24 February 2013

Rwanda: Why Not a Leaner, but Better Paid Public Workforce?


Last week, officials from the Public Service Commission appeared before both chamber of parliament to give explanations on the recruitment process of public servants. The direct reason for this appearance seems the be the recent presentation of the observations by the Public Accounts Committee on the auditor general's report, which showed that much of the mismanagement happening in public offices is due to incompetence of staff.

In 2012, the commission analyzed 208 job recruitment reports from 96 public institutions, which brought to light irregularities like the published marks for applicants being different from the ones provided by the examiners; candidates succeeding for positions but not hired; and the issue of foreign candidates applying for public service jobs.
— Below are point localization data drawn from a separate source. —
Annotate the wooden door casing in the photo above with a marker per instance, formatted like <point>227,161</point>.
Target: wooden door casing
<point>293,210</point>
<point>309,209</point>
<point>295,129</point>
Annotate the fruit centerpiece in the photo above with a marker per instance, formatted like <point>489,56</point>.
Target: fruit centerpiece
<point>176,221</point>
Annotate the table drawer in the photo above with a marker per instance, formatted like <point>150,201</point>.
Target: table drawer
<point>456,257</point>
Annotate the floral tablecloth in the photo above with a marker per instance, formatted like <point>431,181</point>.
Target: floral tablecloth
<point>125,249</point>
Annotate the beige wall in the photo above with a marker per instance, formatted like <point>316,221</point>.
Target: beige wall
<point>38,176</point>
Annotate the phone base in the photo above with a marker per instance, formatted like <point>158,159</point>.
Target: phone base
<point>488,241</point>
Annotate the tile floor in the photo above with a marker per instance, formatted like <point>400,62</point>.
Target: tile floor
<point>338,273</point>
There were also a considerable number of institutions which didn't provide any report.

In addition, it was also found that while job interviews with candidates are recorded, there is no transparency at all when it comes to the votes by members of the jury; the ballot is secret and the individual judges don't have to justify their decision.

Last but not least, it was also observed that in some cases the selected candidate was not able to produce a certified diploma, yet was still hired.
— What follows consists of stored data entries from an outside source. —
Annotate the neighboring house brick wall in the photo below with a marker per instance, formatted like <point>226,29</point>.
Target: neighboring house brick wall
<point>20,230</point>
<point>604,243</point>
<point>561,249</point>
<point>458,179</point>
Such practices are inacceptable, and the MPs would do well to follow up on the PSC's presentation to make sure that measures are actually taken to rectify the situation. Public services are financed with taxpayers' (and donors') money, and Rwandans are entitled to getting value for their money, which means competent people recruited through stringent processes.

On the other hand, it has to be recognized that the public sector will always have a hard time to compete with the private one when it comes to finding the best available human resources, considering that the government, due to a limited budget, cannot always offer the best wages.

In addition, there are posts in the public sector (especially technical ones) for which there are simply no qualified local people. In such cases, it is indeed a necessary evil to hire expensive expatriates, as is currently the case, rather than insists on and incompetent Rwandan.

Therefore, the government might consider to opt for a leaner, but better paid workforce, which would have the added advantage that it is easier to give them regular proficiency training. Surely there is still room to do away with overlaps between services - to give but one example: we have a ministry of education with a minister of state in charge of primary and secondary education, the Rwanda Education Board, the National Examinations Council, ... The agriculture sector, too, seems rather crowded with a multitude of institutions.

Let us hope that the new structure for the public service, which is currently being elaborated by Mifotra, has taken these issues into account.